(20)

3.3K 414 22
                                    

Malam kembali menyapa. Di atap sebuah gedung lima lantai, Albert membangun tenda yang ia ambil dari toko perlengkapan camping siang tadi. Gedung ini tadinya bekas kantor notaris, tak banyak Obs yang dijumpai di dalam gedung. Namun Albert dan Angga sepakat, kalau atap adalah tempat teraman untuk istirahat. Mereka benar-benar butuh waktu untuk istirahat. Setelah kejadian siang tadi, semua merasakan beban berat di punggung dan dada. Bahkan sulit untuk saling bertanya keadaan satu sama lain.

Kini mereka tinggal ber-enam, duduk terdiam di tempat masing-masing, memandang ke api unggun kecil yang Angga buat untuk menghangatkan. Duka hitam masih menyelimuti wajah setiap orang, yang memilih tak memandang satu sama lain.

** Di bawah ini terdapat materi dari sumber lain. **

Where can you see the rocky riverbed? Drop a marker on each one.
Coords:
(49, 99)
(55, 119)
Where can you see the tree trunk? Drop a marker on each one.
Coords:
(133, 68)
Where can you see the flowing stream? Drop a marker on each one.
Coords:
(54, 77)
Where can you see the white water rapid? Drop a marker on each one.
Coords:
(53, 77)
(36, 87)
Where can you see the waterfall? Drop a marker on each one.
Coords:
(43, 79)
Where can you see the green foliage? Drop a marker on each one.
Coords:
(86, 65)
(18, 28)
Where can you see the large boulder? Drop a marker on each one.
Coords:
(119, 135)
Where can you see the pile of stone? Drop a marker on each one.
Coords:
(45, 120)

Lusi bersandar di dalam tenda, nafasnya sesak karena terus menangis berjam-jam. Terlebih setiap kali mengingat kejadian tadi siang, saat mereka tak punya kemampuan untuk memulangkan jenazah Joko, pun untuk memberikannya pemakaman yang layak. Joko dan Dina masih tergeletak di tempat yang sama, ditutupi kain seadanya. Seakan dadanya mau meledak, ingin berteriak sekencang-kencangnya, namun ia tak punya tenaga untuk melakukannya.

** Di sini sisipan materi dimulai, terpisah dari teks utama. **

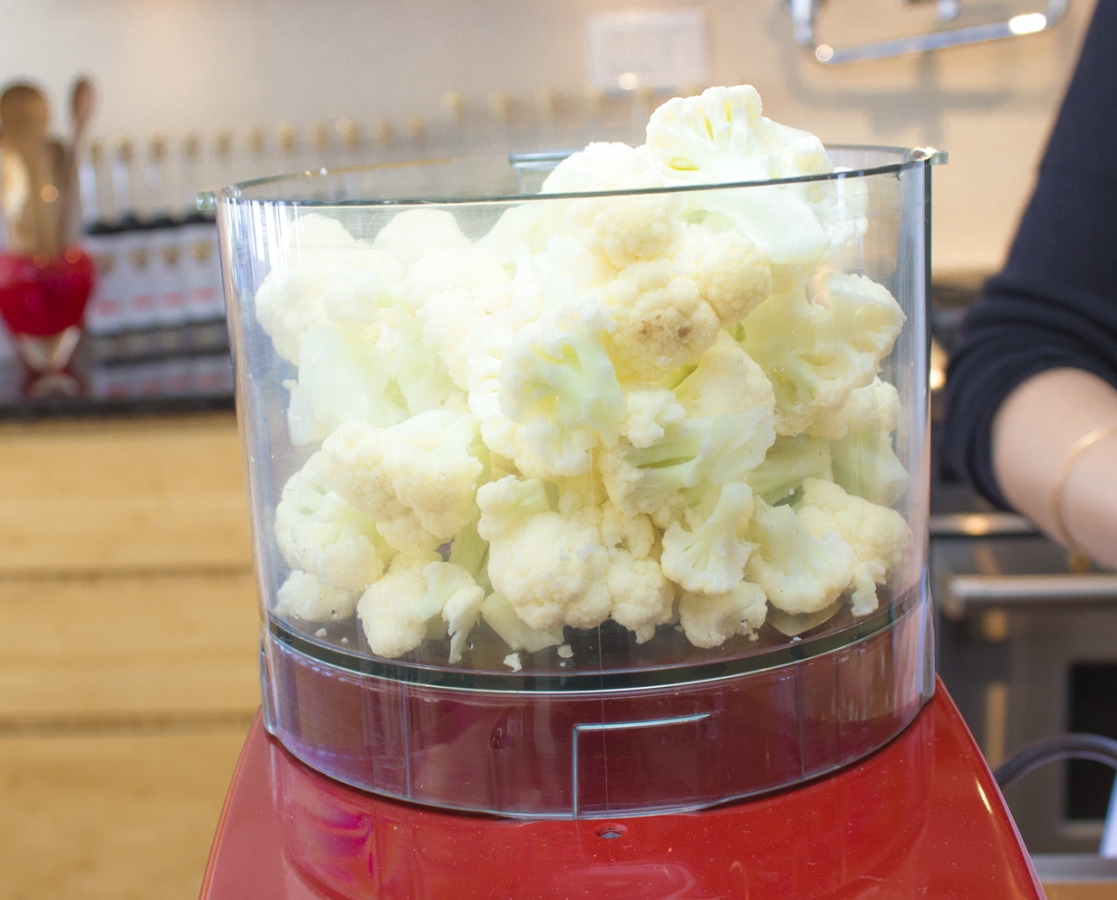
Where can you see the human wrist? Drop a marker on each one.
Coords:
(1087, 497)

Angga duduk di samping tenda, memasak mie instan dengan perlengkapan yang ia dapat dari bagian pantry bekas kantor notaris ini. Sesekali Angga menengok ke arah Helen dan Lidia yang duduk bersebelahan di seberang, Helen menyandarkan kepalanya ke bahu Lidia sementara Lidia menempelkan kepalanya ke kepala Helen. Keduanya juga terdiam, tak berisik dengan obrolannya seperti hari-hari sebelumnya.

Terlihat samar-samar, Albert sedang duduk di pinggir atap, di tempat yang gelap dan memandang ke gedung-gedung lain di depannya. Angga kembali mengaduk mie instan di dalam pancinya saat Adam datang menghampiri.

"Bagaimana keadaanmu?" Lusi mendengar suara Adam di luar tenda. Siluetnya pun terlihat jelas dari dalam.

"Urus saja dirimu sendiri!" sahut Angga ketus.

Lusi mengerutkan dahi, ini bukan pertama kalinya ia mendapati Angga menanggapi kasar saat Adam menanyakan keadaannya dengan cara baik-baik.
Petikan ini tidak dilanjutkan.